The show, based on the classic novel by Gaston Leroux, has been the darling of the Las Vegas entertainment scene since it launched in 2006. The 95-minute musical tells the tale of the Phantom, who lurks beneath the stage of the opera house, hidden behind a mask to cloak his deformity. It’s a love story, with the Phantom obsessed with the young soprano, Christine, whom he positions as the lead in the opera.
Based on the original show on Broadway, this shortened version sans an intermission features all the music from the Andrew Lloyd Webber original. The $40 million theater was created for this version, with a stage that replicates the Paris Opera Garnier.
“You won’t see Phantom done this way again,” Crivello says. One of the most famous stars of the Vegas version might be the 2,000-pound chandelier dubbed Maria, a $5 million detail that crashes into four parts, using 32 winches to restore it to its original glory. “You can’t bring that to Broadway or London.”
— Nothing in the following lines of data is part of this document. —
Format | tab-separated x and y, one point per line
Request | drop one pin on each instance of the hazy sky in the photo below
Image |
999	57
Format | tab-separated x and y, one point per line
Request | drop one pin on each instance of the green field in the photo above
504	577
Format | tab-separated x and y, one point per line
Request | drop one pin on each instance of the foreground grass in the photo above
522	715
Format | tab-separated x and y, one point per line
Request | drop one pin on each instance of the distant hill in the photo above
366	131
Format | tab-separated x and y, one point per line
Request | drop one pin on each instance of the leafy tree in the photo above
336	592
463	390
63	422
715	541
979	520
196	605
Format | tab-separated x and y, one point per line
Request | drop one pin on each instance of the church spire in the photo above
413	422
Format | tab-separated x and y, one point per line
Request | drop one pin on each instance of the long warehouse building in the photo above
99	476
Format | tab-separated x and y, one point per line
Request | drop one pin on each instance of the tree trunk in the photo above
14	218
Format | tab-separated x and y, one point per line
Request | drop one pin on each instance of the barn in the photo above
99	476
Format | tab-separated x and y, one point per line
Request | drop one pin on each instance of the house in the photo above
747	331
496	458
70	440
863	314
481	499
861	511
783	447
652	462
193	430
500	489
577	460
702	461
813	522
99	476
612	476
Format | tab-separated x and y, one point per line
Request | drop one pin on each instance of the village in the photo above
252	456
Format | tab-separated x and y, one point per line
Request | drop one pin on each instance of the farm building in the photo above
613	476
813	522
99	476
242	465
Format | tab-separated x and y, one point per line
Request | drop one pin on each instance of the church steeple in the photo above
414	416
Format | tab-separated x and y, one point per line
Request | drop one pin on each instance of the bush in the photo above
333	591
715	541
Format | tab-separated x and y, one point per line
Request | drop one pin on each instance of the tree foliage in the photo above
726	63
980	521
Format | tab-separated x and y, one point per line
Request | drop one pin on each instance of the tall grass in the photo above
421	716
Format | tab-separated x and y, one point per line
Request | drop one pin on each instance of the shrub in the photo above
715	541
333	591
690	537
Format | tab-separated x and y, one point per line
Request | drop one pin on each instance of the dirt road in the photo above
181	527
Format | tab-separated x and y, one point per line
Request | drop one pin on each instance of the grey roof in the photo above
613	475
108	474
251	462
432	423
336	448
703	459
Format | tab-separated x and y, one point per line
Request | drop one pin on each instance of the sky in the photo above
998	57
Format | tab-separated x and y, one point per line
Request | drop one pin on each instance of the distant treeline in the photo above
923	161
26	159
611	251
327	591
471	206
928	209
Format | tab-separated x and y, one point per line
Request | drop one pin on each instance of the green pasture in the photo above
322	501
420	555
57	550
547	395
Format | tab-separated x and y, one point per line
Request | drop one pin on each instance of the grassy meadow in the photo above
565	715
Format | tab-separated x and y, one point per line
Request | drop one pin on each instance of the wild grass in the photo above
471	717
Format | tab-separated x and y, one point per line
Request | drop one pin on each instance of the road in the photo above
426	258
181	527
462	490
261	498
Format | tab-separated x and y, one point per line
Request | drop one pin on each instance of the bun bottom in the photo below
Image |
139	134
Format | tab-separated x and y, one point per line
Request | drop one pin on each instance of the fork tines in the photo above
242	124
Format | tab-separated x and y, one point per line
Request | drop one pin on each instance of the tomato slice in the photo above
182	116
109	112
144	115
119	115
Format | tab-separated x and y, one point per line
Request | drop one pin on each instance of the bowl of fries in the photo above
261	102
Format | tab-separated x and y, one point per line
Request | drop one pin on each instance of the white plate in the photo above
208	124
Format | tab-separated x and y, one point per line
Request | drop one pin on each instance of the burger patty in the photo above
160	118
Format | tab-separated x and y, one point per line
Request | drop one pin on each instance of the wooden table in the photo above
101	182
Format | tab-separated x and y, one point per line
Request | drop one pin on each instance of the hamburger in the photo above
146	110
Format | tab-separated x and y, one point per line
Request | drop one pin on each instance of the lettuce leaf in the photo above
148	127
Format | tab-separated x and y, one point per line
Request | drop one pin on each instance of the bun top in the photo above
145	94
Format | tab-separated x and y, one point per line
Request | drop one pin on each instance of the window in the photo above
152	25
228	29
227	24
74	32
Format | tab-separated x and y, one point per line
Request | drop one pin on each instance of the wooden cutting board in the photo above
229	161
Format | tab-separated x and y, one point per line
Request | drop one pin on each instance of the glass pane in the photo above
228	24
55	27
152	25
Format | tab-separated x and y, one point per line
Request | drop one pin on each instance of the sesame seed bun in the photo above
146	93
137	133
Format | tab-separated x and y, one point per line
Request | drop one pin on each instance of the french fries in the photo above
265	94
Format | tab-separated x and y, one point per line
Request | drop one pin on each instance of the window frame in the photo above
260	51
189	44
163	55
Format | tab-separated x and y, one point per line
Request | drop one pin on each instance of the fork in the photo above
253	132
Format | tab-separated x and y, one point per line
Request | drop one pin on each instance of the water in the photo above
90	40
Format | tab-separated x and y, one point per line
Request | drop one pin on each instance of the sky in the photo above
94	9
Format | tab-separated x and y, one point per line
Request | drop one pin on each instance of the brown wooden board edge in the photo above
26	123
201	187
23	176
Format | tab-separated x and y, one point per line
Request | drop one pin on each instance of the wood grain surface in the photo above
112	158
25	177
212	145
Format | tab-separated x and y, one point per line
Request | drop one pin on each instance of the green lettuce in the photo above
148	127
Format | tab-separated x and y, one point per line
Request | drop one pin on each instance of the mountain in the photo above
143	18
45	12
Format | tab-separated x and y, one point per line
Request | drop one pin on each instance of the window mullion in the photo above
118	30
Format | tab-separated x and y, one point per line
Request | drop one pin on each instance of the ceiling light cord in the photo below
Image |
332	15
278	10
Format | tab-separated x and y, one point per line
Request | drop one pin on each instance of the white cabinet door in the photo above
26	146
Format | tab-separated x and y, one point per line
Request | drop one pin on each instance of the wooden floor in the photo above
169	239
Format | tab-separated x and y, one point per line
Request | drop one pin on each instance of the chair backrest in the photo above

And it’s the only production of Phantom to have a permanent opera as part of the venue, filled with 80 mannequins waiting for the show to start. It’s also one of the only Phantom productions to employ stuntmen for feats such as the stagehand hanging from the rafters. “Here, you see the guy fighting for his life,” Crivello says.
The show paved the way for venues such as The Smith Center, Vegas’ new downtown performing arts center that features Broadway productions such as Wicked, Crivello says. “This production inside a casino broke the mold. We generated a profile of what can come in. People have thanked us for bringing in the type of show like this,” he says.
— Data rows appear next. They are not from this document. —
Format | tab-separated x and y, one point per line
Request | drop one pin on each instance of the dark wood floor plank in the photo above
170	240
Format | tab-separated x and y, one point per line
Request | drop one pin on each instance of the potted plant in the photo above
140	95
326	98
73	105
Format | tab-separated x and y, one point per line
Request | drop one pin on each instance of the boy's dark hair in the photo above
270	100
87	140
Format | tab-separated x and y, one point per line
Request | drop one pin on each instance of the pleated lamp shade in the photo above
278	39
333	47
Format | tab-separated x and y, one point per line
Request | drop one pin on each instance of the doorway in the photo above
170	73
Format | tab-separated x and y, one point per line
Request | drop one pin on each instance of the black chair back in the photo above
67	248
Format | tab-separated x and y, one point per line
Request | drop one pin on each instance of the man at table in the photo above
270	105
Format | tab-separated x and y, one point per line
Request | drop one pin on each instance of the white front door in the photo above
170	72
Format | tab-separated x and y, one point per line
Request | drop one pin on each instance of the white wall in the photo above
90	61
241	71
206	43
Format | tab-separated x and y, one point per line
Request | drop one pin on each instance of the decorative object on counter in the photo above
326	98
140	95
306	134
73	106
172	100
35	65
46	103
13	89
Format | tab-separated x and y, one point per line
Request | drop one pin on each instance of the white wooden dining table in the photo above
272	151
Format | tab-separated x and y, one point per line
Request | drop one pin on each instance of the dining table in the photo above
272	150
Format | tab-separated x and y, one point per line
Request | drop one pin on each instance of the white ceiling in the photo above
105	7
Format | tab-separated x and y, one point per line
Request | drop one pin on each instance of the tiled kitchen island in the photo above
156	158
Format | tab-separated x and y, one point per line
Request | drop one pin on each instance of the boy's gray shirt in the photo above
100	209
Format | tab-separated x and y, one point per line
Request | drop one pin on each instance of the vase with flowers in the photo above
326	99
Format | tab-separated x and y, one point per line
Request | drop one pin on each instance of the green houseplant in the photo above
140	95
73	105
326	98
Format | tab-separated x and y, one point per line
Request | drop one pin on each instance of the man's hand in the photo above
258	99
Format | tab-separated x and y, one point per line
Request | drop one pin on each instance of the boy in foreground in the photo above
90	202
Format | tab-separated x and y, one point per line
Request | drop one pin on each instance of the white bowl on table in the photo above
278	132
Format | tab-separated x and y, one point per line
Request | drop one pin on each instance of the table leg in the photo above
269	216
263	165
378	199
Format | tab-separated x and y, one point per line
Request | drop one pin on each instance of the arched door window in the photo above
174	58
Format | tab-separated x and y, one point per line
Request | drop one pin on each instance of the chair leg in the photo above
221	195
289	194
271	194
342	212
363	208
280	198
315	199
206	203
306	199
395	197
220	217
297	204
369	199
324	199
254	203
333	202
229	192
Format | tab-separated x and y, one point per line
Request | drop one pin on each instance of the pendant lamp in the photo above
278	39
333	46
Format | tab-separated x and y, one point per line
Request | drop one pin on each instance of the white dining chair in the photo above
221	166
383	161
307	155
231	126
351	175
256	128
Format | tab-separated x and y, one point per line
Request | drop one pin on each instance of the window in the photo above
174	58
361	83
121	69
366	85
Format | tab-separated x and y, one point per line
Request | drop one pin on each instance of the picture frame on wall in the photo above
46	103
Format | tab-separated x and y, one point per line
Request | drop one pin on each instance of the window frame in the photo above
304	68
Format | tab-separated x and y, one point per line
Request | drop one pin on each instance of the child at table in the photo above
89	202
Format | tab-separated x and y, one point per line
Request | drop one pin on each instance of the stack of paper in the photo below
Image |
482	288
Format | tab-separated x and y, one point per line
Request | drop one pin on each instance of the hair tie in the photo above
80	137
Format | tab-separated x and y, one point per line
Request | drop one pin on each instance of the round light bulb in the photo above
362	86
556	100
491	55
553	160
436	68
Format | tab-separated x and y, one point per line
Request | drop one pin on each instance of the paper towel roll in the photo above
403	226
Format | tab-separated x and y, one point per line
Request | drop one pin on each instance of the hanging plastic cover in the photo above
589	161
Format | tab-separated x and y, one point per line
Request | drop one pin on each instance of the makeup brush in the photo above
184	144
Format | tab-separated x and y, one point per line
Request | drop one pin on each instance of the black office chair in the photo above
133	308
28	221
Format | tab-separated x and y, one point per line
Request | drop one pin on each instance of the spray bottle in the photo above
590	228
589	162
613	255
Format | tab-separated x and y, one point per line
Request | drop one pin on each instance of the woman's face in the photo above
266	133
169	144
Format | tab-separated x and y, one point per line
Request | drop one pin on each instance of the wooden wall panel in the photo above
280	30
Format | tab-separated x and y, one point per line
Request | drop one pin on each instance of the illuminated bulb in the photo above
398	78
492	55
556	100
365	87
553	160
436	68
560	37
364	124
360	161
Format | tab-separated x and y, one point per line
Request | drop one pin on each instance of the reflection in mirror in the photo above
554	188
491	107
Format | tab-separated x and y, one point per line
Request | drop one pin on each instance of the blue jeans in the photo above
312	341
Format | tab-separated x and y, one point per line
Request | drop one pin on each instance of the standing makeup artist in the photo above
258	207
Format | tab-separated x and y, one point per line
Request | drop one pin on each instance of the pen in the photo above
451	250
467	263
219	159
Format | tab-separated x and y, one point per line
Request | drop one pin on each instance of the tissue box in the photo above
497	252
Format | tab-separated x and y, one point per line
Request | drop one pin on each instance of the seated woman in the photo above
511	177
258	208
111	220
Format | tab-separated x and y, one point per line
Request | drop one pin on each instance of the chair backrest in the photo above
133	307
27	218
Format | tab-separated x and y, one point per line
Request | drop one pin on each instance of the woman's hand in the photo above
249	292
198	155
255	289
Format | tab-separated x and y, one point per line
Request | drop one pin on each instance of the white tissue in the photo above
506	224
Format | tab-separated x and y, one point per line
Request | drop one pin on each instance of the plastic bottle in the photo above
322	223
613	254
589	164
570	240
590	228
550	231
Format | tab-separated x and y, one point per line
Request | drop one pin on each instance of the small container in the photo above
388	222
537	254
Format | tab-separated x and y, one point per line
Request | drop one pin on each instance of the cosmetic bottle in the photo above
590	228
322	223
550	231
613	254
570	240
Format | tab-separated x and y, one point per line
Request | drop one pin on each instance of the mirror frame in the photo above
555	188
For Crivello, it means a change of venue. Although he had moved to Vegas (and had two children born here, one age 6 and the other 3), he plans to head back to New York City to find a new show. Despite a certain sadness behind the closing of the musical, the Broadway star is upbeat about the future. Crivello, who has had roles in three of director Hal Prince’s productions, says, “My heart and prayer is that the fourth one is coming.”
He leaves the production, where he spent more than 3,000 hours in the makeup chair being transformed into the Phantom, with mixed feelings. “To be completely honest about it, I wish I could take a month’s break and come back to it. With this kind of role, there’s always room for explorations.”